The problems don’t end there, though. Harley shatters the magical hourglass, which is the source of the magic that keeps everyone else enslaved to Enchantress. Princess Joanna, who we saw in the previous issue and who was captured by Enchantress, turns out to be in fact Jonni DC, the continuity cop. (For those who came in late, we first met Jonni in issue #50, when Harley broke DC continuity.) Now that the spell is broken, Jonni can be herself and she has access to her full set of powers again. She lifts the curse from Gotham and turns everything back to normal, just like that. Jonni also explains very casually that those who died are now also alive again. Because of all these simple solutions to problems and conflict, it’s like there’s nothing at stake here. Jonni DC even makes it so that nobody except Harley, Selina, Tina and herself remember the events of the previous issue and this one, which, frankly, seems like a bit of a cop-out to me.
Honestly, it really does feel like the creative had a blast making this comic, and there are certainly fun moments throughout the issue. But with such an easy conclusion, I kind of feel cheated. Think about it: all of Gotham was transformed! That includes all the citizens, the cops—literally everyone. But there is no aftermath. No lasting effects. Like a dream, medieval Gotham vanishes and fades from everyone’s minds like nothing happened.

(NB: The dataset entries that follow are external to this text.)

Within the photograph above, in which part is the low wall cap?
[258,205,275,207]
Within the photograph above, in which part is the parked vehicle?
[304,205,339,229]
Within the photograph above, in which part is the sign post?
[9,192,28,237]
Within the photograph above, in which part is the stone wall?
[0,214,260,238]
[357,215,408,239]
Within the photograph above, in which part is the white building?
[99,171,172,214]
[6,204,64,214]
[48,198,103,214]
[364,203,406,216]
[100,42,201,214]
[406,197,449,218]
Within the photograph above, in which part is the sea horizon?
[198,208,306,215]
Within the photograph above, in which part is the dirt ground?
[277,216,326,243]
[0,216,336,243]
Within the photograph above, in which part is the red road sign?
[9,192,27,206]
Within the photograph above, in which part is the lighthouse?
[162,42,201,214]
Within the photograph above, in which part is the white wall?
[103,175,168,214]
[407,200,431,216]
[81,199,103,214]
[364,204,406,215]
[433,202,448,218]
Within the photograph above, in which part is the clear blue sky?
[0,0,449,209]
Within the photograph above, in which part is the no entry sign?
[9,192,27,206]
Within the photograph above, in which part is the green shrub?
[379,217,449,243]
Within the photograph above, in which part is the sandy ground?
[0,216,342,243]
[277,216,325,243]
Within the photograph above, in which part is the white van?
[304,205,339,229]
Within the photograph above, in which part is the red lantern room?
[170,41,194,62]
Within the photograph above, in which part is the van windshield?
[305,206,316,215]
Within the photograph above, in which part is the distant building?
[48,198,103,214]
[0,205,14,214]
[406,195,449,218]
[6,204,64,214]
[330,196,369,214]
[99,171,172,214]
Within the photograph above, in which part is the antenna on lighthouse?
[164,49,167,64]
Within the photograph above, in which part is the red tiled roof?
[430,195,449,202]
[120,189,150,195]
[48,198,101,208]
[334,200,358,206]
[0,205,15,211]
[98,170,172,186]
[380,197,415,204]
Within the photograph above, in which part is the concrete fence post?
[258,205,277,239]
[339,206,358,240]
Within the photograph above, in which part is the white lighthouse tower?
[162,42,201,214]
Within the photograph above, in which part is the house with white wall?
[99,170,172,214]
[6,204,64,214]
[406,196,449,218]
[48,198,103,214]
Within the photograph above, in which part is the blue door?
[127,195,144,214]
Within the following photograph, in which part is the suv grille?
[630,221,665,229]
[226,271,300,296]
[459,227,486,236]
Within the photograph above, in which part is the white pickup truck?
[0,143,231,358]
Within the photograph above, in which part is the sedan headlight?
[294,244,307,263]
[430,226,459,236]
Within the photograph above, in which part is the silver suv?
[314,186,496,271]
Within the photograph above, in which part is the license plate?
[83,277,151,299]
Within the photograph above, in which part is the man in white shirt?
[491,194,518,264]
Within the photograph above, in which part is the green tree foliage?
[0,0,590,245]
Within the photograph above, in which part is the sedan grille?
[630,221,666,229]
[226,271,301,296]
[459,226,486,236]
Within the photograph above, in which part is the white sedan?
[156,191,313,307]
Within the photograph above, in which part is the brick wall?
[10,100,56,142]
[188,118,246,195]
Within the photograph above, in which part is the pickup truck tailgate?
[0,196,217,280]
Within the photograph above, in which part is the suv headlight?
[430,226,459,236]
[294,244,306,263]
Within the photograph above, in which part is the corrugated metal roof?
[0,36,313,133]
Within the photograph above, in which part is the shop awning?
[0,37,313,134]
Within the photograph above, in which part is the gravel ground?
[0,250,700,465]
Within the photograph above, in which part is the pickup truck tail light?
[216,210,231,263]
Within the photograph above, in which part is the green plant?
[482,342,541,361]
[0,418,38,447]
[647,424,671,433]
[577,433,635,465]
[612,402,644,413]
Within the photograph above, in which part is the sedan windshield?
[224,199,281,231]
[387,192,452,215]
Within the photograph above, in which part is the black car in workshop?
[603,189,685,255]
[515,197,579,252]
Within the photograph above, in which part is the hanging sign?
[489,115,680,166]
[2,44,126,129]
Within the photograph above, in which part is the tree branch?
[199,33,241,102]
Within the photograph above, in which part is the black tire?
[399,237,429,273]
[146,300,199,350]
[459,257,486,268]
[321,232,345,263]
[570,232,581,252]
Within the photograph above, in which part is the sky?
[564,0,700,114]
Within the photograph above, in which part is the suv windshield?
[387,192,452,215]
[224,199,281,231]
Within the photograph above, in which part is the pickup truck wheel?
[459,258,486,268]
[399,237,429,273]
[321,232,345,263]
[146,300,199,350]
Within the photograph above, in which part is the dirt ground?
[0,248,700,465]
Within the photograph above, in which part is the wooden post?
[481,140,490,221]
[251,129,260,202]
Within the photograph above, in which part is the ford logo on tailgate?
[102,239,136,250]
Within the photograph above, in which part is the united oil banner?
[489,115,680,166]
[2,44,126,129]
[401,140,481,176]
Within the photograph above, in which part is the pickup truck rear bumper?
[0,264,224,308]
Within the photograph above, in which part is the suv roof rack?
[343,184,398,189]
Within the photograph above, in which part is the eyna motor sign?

This comic’s saving grace is the final scene, in which Harley visits her sick mother in hospital. It’s the final reveal about Harley’s mom’s condition that turns the entire story upside-down and introduces some real, powerful, emotional, human conflict that Harley can’t avoid, and as such it makes for a great cliffhanger. What makes this final scene work so well is that it delivers a blow out of nowhere, like a surprise attack, especially after such a colorful issue.
- You are into Dungeons & Dragons.
- You are a fan of Otto Schmidt!
- You’re curious about that final scene and how it will affect the Harley Quinn series going forward.
Overall: This isn’t a great issue. The conflict is resolved so rapidly and effortlessly that it’s like it never even existed. I also think that the entire concept of transforming Gotham into a medieval city with a lot of Dungeons & Dragons and RPG elements is underused. The creative team could have explored this medieval Gotham further. They could’ve shown how it changes everyday citizens’ lives. They could have made the final battle more dangerous. They could have raised the stakes significantly. But they did the exact opposite. At least the final scene in the hospital really hits home, especially if you’ve gone through similar experiences in your life. Hopefully that final scene sets up some proper character development for Harley, but other than that…unfortunately I can’t recommend this issue in good conscience.
Disclaimer: DC Comics provided Batman News with an advance copy of this comic for the purpose of this review.